[
https://issues.apache.org/jira/browse/HBASE-27621?page=com.atlassian.jira.plugin.system.issuetabpanels:comment-tabpanel&focusedCommentId=17687330#comment-17687330
]
Xiaolin Ha commented on HBASE-27621:
------------------------------------
We can work well on our cluster with this patch and disable value compression,
the replication stuck issue now seems relevant to the WAL value compression.

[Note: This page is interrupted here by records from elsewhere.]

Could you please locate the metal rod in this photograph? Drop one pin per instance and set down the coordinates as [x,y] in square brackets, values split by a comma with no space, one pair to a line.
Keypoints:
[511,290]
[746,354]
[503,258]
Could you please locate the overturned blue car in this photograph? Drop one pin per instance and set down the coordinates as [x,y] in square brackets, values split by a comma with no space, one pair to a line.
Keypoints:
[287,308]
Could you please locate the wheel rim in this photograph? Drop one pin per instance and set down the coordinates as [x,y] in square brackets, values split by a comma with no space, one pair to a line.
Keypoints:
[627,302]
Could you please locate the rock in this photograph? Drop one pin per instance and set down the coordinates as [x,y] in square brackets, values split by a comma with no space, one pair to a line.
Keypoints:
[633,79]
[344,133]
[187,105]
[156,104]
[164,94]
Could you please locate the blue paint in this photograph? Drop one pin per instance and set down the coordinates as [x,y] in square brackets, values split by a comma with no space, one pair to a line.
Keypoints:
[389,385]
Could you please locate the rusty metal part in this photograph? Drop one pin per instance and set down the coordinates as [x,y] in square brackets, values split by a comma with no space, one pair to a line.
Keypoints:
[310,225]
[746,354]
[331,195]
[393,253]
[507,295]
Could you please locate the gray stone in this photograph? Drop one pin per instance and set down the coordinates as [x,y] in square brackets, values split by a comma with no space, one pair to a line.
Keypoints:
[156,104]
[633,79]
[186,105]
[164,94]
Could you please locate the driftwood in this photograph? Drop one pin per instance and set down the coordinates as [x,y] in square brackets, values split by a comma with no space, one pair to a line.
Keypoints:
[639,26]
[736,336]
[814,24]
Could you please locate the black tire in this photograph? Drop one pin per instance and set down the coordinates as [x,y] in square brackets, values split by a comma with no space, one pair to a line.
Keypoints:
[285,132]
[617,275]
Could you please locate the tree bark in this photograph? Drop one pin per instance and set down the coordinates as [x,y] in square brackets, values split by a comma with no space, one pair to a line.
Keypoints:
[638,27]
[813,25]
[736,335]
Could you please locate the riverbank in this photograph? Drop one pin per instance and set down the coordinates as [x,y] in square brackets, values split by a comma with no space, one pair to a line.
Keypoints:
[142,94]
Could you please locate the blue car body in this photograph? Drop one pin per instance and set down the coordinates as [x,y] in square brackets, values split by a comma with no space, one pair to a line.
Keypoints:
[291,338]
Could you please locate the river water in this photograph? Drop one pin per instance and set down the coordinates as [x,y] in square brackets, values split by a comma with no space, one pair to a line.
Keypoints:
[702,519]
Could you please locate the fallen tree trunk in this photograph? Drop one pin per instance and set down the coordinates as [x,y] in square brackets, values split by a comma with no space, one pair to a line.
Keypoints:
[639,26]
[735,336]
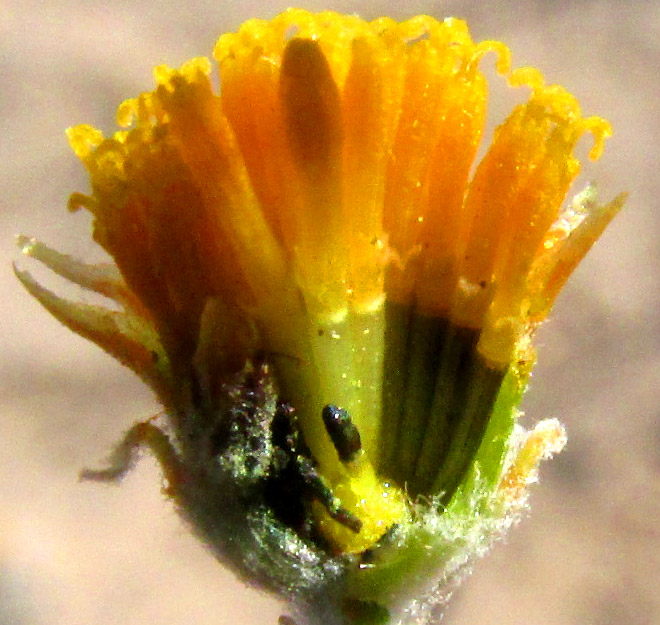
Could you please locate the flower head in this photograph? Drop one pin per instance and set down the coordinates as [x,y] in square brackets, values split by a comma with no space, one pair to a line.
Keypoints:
[334,308]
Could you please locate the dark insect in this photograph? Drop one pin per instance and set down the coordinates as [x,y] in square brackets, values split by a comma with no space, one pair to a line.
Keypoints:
[345,436]
[295,469]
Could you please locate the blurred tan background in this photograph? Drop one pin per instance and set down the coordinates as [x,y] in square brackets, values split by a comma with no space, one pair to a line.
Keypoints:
[83,554]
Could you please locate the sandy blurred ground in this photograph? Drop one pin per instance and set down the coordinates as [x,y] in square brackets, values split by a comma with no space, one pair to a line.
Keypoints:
[81,554]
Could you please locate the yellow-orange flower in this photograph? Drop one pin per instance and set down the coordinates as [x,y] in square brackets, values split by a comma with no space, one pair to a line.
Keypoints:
[320,217]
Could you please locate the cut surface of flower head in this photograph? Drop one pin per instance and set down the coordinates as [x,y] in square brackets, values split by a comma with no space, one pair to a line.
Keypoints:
[333,301]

Then it can explain why the stuck happens after many delete row operations. But
by checking the WAL file using WALPrettyPrinter, the stop position is in the
middle, we should notice the data loss issue with WAL value compression. Great
job, thanks.
> Also clear the Dictionary when resetting when reading compressed WAL file
> -------------------------------------------------------------------------
>
> Key: HBASE-27621
> URL: https://issues.apache.org/jira/browse/HBASE-27621
> Project: HBase
> Issue Type: Bug
> Components: Replication, wal
> Reporter: Duo Zhang
> Assignee: Duo Zhang
> Priority: Critical
> Fix For: 2.6.0, 3.0.0-alpha-4, 2.4.17, 2.5.4
>
>
> After trying several times, now I can reproduce a critical problem when
> reading compressed WAL file in replication.
> The problem is about how we construct the LRUDictionary when reset the
> WALEntryStream. In the current design, we will not reconstruct the
> LRUDictionary when reseting, but when reading again, we will call addEntry
> directly to add 'new' word into the dict, which will mess up the dict and
> cause data corruption.
> I've implemented a UT to simulate reading partial WAL entry in replication,
> with the current code base, after reseting and reading again, we will stuck
> there for ever.
> -The fix is to always use findEntry when constructing the dict when reading,
> so we will not mess things up.-
> It turns out that the above solution does not work.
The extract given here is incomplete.